Untitled by seabilliau, on Flickr








[/url]
Untitled by seabilliau, on Flickr








[/url]
Untitled by seabilliau, on Flickr








[/url]
Untitled by seabilliau, on Flickr


The Cars
The cars are snugly fit in the styrofoam so the plastic wrap was very handy in removing the cars. Upon first handling you can immediately tell the cars are very well put together and have a good weighty feel to them. Construction is solid and the details in the mold, accoutrements, and graphics are immediately evident.


Untitled by seabilliau, on Flickr


Untitled by seabilliau, on Flickr


Trucks and Couplers
The trucks are a little different from what I am used to, but I am still a novice to the Toy Train world. Where most car's trucks are commonly what appear to be an anodized metal truck so often seen on nearly every type of car, the RMT cars have what appears to be a slightly longer truck that is painted in gloss black. Nothing wrong here and it matches well with the cars.

The couplers are interesting. All the couplers are very sturdy and made of metal. Of note is that all of them are also set up for automatic magnetic coupler track. There are no side tabs for coupler releasing and the assembly appears to be a newer style rather than an older post war style but i will let someone chime in on that as i am not too familiar with auto coupler systems in general. Either way, not an issue for me.


Untitled by seabilliau, on Flickr


Lighting and Interiors
The RMT steam lined passenger cars use StreamLighting similar to other K-Line passenger cars. As mentioned above, each car comes with two extra bulbs. Included in the provided instructions are ideas for dying the bulbs other colors, like blue for a night time mood. Also included in the instructions are the effects on the overall lighting should a bulb go out.

The interiors are well done and show seating and tables. Of note are the etchings on the windows. The window etchings are of pull down window blinds that appear in different lengths in different windows. The effect is rather unique, adds to the overall pleasurable appearance and further demonstrates the level of detail paid attention to by the folks at RMT in redesigning the old K-Line passenger sets.


Untitled by seabilliau, on Flickr


Untitled by seabilliau, on Flickr


Summary
In closing, I am greatly impressed with these cars. Their overall appearance and weighty/sturdy feel will give you the confidence that you definitely got your money's worth and more. Though this review is only for SET-1 of a two set consist I am sure that the other two cars in SET-2 are of equal footing.

Kudos to Walter and his team for another well made and affordable product. If you haven't had a chance to look at these cars I suggest you go to their website and check them out. *Currently, only the LIRR, NYC, Norfolk So, and Texas Spc sets are in stock with the rest scheduled to arrive sometime this fall I am told. I am waiting for the Baltimore and Ohio set to arrive so I can create my mini-"Columbian" using my RMT B&O BEEF ABA set.

Be Well,

Christopher


----------



## gunrunnerjohn (Nov 10, 2010)

Nice review, they do look like nice cars.

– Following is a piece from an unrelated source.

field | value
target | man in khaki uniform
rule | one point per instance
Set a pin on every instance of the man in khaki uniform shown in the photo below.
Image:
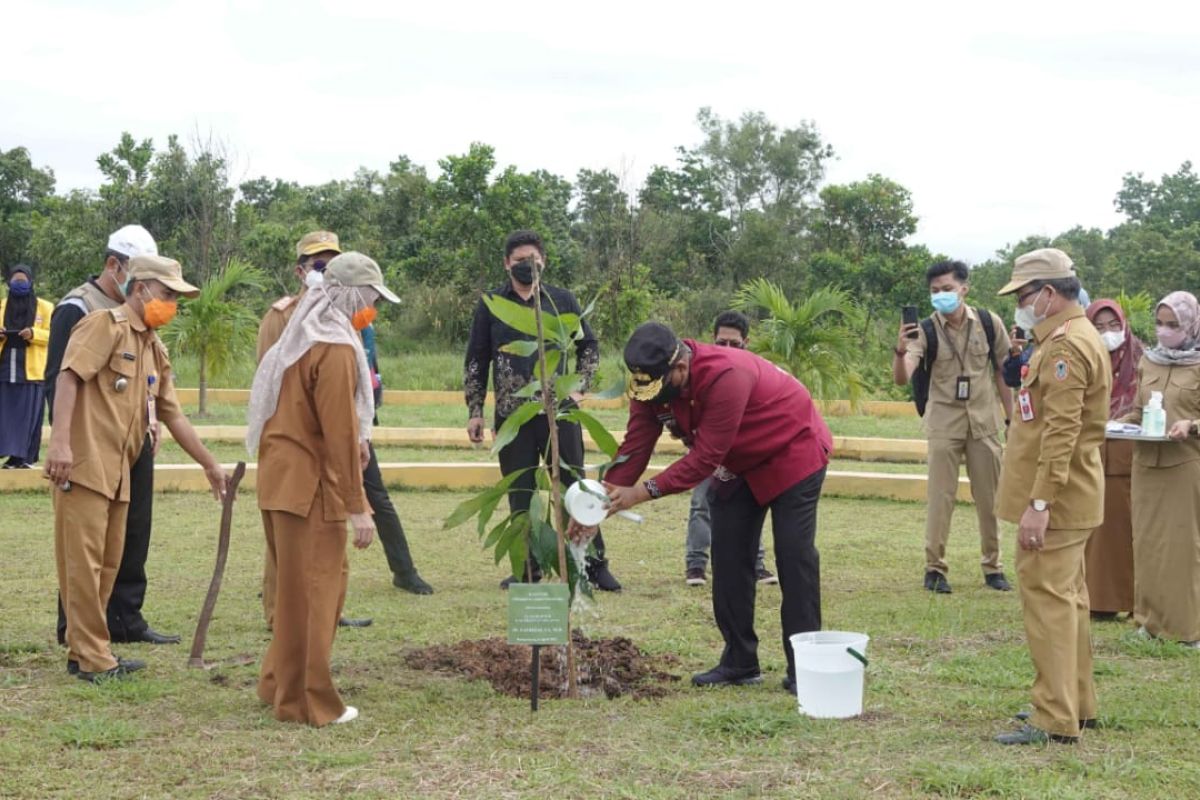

One possible correction. I believe if you look closer, you'll find the couplers can be manually released. Here's the detail of couplers on a different RMT car, I have a number of different types, and all have this style coupler on them.

Note that the first bubble was supposed to point to that lever on the left under the air hose, you push that toward the car to uncouple. I slipped when I was creating the graphic.


----------



## Badwolf & Arizona RR (Jun 17, 2011)

I like the look of the cars, and am seriously contemplating picking up a few of these LIRR units for my Christmas layout this year. I have an old-K-Line "Greenport Scoot" set and this would contrast nicely with it. Thanks for the review.


----------